TEKNOFEST ziyaretinden notlar: Afyoncu’dan tarım ve savunma teknolojilerine vurgu yapan kapsamlı içgörü ve özet.
MSÜ Rektörü Prof. Dr. Erhan Afyoncu, İsrail Başbakanı Netanyahu’nun Siloam Kitabesiyle ilgili açıklamalarını değerlendirdi. Kitabenin, antik bir su kanalına dair kayda değer bir örnek olduğunu belirten Afyoncu, “Kudüs’te en uzun süreli hakimiyetin 800 yıl Türkler tarafından kurulduğu” ifadesini net biçimde vurguladı. Bu açıklamanın ardından TEKNOFEST’i ziyaret eden Afyoncu, TÜME standında tarım teknolojilerinin nasıl ilerlediğini inceledi ve AA muhabirine bu deneyimlerden izlenimlerini aktardı.
Afyoncu, TEKNOFEST’in uzun süredir istikrarlı bir başarıyla sürdüğünü ifade ederken, festivalin gençliği üretime yönelten bir yapıya sahip olduğunu belirtti. Aksaray, Konya, Bursa ve diğer illerden gelen lise ve üniversite öğrencilerinin su altı aracı, roket ve karıştırma cihazı gibi projeler üzerinde çalıştığını gördüğünü söyledi. “TEKNOFEST’in en önemli özelliği üretken bir gençliğin gelmesi” sözleriyle bu etkiyi özetledi.
Tarım teknolojileri alanındaki buluşların savunma sanayi kadar kritik olduğuna işaret eden Afyoncu, modern üretim metodlarının ülke genelinde yaygınlaşması gerektiğini dile getirdi. Özellikle TÜME standında görülen gelişmeleri önemsediğini belirten rektör, gıda güvenliğinin de savunma sanayisi kadar stratejik olduğunu vurguladı.
İsrail’in Siloam Kitabesiyle ilgili argümanlarına değinen Afyoncu, şu yönlere işaret etti: “İsrail kendisine tarihi bir zeminden yeni bir anlatı inşa etme peşinde. Filistin topraklarında ve Kudüs’te uzun süredir hak iddia eden milletler arasında Türkler öne çıkan konumdadır.” Kitabenin eski bir su kanalı hikâyesine yönelik olduğuna dikkat çekti ve bu objenin kültürel miras bağlamında tartışmalı yönlerini anlattı. Buna göre, kitabenin milattan önce 8. yüzyıla ait olduğu ve günümüzde İstanbul Arkeoloji Müzeleri’nde bulunduğu bilgisi paylaşıldı; fakat müzede sergilenip sergilenmediği konusunda net bir durum olmadığını belirtti.

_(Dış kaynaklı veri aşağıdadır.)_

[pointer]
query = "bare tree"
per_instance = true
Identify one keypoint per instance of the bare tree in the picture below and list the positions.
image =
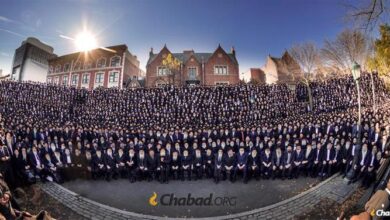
(307, 56)
(348, 47)
(367, 13)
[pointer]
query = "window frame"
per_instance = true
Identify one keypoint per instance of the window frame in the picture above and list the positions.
(119, 63)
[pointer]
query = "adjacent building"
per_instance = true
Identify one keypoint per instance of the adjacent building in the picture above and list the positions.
(253, 75)
(107, 67)
(216, 68)
(30, 61)
(282, 70)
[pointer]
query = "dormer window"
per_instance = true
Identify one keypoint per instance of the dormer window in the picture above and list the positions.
(115, 61)
(101, 63)
(58, 68)
(77, 66)
(66, 67)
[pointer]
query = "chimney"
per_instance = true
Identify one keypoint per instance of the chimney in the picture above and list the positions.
(233, 51)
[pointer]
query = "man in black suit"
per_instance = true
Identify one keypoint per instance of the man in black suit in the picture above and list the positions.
(120, 163)
(163, 166)
(254, 164)
(110, 163)
(5, 164)
(372, 167)
(266, 163)
(318, 154)
(308, 159)
(288, 158)
(219, 166)
(242, 161)
(197, 164)
(175, 165)
(277, 163)
(297, 165)
(362, 163)
(98, 165)
(186, 163)
(142, 165)
(230, 164)
(36, 163)
(131, 165)
(208, 163)
(152, 163)
(327, 161)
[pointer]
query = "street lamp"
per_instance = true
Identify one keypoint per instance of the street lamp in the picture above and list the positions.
(356, 72)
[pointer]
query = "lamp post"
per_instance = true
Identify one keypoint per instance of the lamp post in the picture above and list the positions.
(356, 72)
(373, 92)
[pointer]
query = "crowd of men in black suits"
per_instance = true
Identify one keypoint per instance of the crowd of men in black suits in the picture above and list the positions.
(60, 133)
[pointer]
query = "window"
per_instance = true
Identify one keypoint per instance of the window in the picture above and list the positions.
(99, 79)
(162, 71)
(192, 72)
(87, 65)
(75, 79)
(58, 68)
(116, 61)
(220, 70)
(77, 66)
(65, 80)
(101, 63)
(85, 79)
(66, 67)
(113, 77)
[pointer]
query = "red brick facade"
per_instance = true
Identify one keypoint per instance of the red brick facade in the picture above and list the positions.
(209, 69)
(110, 67)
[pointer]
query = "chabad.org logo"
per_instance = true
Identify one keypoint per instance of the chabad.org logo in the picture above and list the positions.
(171, 199)
(152, 199)
(380, 212)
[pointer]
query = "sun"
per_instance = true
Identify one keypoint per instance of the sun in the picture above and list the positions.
(85, 41)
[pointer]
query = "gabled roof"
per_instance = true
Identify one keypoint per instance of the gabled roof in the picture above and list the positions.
(183, 57)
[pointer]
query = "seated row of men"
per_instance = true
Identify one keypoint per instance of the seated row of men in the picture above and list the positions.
(318, 160)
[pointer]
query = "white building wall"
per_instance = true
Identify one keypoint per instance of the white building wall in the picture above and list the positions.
(33, 71)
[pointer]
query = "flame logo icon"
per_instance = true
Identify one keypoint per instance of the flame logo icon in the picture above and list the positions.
(152, 199)
(372, 213)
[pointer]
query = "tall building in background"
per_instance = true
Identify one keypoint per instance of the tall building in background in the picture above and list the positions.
(105, 67)
(30, 61)
(215, 68)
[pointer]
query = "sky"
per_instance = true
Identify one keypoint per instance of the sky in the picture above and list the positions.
(256, 28)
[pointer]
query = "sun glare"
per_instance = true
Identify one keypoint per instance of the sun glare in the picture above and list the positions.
(85, 41)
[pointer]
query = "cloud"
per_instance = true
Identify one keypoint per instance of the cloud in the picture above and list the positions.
(5, 19)
(13, 33)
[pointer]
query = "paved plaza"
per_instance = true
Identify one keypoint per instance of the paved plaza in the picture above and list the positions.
(264, 199)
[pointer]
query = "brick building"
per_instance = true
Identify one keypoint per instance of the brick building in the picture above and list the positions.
(282, 70)
(215, 68)
(107, 67)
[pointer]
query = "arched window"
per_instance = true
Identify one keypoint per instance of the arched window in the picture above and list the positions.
(77, 66)
(58, 68)
(87, 65)
(101, 63)
(66, 67)
(115, 61)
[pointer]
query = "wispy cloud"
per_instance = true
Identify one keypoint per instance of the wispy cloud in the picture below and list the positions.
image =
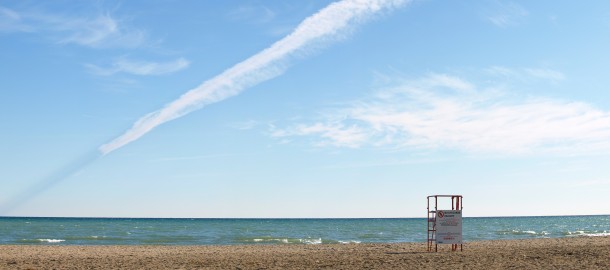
(321, 27)
(423, 114)
(11, 21)
(140, 67)
(98, 31)
(506, 14)
(101, 31)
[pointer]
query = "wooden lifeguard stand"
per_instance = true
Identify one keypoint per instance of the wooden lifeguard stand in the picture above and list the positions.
(433, 200)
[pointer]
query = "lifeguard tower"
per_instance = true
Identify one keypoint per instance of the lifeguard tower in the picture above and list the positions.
(445, 225)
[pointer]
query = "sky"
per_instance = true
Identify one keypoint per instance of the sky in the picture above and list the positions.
(303, 109)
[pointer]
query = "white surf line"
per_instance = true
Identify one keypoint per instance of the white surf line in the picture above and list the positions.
(325, 25)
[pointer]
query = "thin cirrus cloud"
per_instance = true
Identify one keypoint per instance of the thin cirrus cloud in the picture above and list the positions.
(142, 68)
(447, 112)
(322, 27)
(100, 31)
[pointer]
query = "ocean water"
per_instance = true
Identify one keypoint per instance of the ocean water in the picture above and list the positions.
(136, 231)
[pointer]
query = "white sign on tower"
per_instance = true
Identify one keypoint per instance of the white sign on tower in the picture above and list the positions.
(449, 227)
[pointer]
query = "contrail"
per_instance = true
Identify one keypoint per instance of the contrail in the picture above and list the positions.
(327, 24)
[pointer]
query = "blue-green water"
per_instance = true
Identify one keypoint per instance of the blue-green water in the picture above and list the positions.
(127, 231)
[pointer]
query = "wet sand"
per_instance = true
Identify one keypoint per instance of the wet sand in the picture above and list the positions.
(562, 253)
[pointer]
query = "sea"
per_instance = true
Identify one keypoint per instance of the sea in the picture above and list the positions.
(187, 231)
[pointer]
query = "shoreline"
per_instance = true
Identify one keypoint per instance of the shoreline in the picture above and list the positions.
(546, 253)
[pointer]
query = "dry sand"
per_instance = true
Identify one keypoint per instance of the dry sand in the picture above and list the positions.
(563, 253)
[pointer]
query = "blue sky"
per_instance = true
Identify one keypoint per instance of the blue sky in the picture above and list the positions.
(303, 108)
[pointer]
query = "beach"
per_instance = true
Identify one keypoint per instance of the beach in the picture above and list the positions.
(550, 253)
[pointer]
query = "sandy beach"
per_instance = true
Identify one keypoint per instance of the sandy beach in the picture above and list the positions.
(562, 253)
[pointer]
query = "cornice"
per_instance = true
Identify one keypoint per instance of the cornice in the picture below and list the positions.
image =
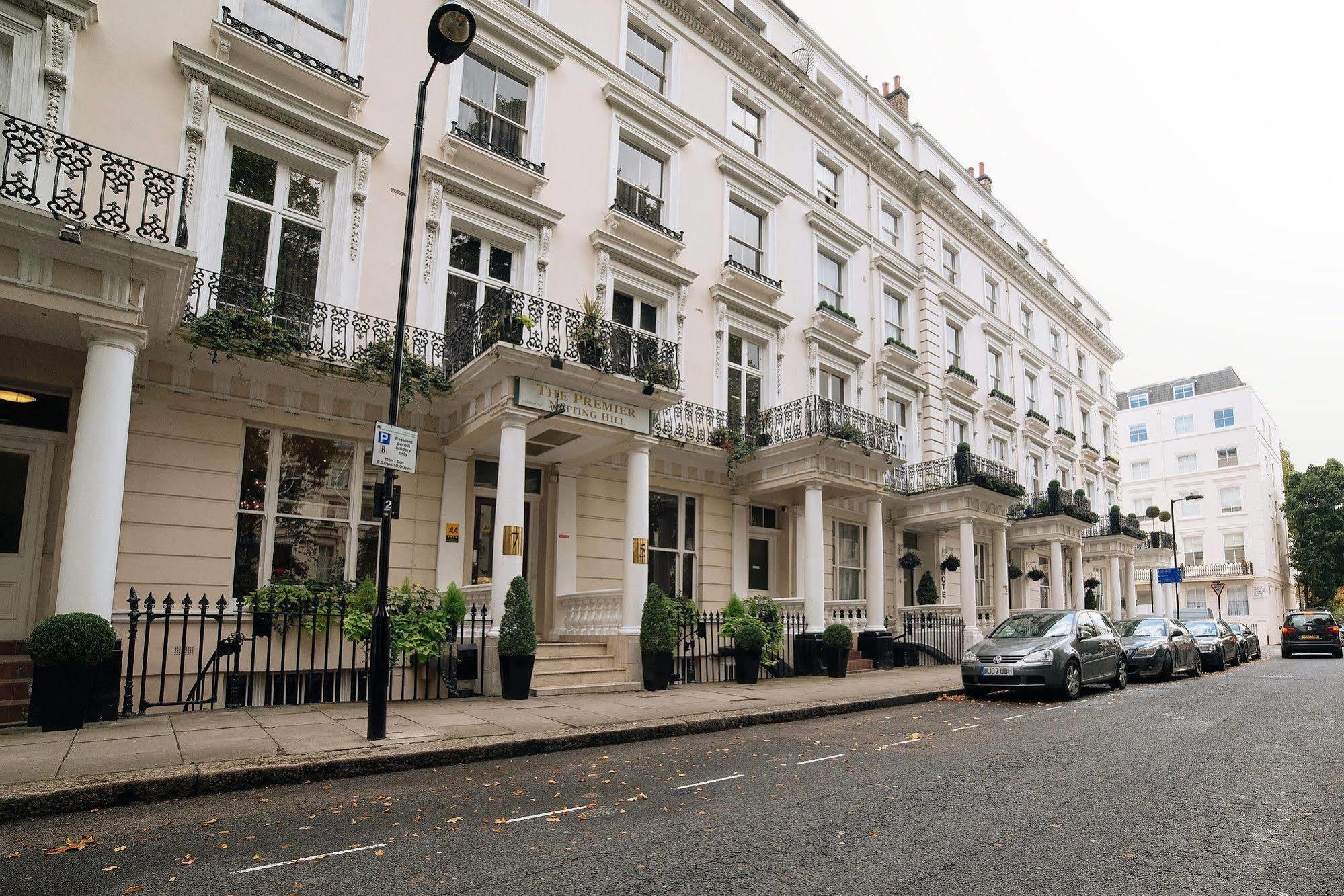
(261, 95)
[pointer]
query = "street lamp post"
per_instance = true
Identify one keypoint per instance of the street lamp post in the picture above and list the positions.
(1175, 563)
(450, 32)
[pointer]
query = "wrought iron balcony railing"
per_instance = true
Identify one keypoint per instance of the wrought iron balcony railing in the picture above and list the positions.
(293, 52)
(565, 333)
(502, 149)
(951, 472)
(293, 323)
(90, 186)
(1053, 504)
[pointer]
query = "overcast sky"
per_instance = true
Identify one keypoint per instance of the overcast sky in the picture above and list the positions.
(1186, 161)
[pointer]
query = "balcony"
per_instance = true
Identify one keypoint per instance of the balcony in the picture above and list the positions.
(86, 186)
(225, 315)
(951, 472)
(563, 335)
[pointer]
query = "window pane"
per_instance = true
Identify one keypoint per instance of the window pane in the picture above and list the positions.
(253, 175)
(246, 237)
(251, 492)
(315, 476)
(311, 548)
(300, 251)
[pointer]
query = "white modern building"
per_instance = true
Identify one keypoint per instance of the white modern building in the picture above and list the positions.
(779, 251)
(1212, 436)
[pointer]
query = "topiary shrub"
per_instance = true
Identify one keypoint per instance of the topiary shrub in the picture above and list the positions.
(836, 637)
(71, 640)
(518, 630)
(926, 593)
(656, 632)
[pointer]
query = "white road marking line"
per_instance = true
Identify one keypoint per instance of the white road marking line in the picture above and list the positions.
(713, 781)
(546, 815)
(819, 760)
(308, 859)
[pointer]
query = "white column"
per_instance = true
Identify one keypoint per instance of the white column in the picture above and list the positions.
(1057, 575)
(814, 547)
(1080, 574)
(1000, 578)
(89, 542)
(635, 577)
(741, 554)
(968, 581)
(1115, 590)
(875, 569)
(508, 508)
(566, 532)
(452, 510)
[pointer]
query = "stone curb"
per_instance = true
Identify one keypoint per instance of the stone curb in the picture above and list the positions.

Afyoncu, İsrailli yetkililerin objeyi geri talep ettiği iddialarını da değerlendirdi ve bu taleplerin karşılanmadığını aktardı. Kudüs’ün 1882 itibarıyla Osmanlı toprağı olduğuna işaret ederek, kendi topraklarındaki objelerin ülkelerinin müzelerine getirilmesinin tarihsel bağlamını vurguladı. Son olarak, kitabenin “kutsal” bir obje olmadığına dikkat çekerek, bu eserin de su kanalıyla bağlantılı bir tarihi kayıt olduğuna değindi ve Kudüs’teki hakimiyet tartışmalarıyla ilişkilendirdi.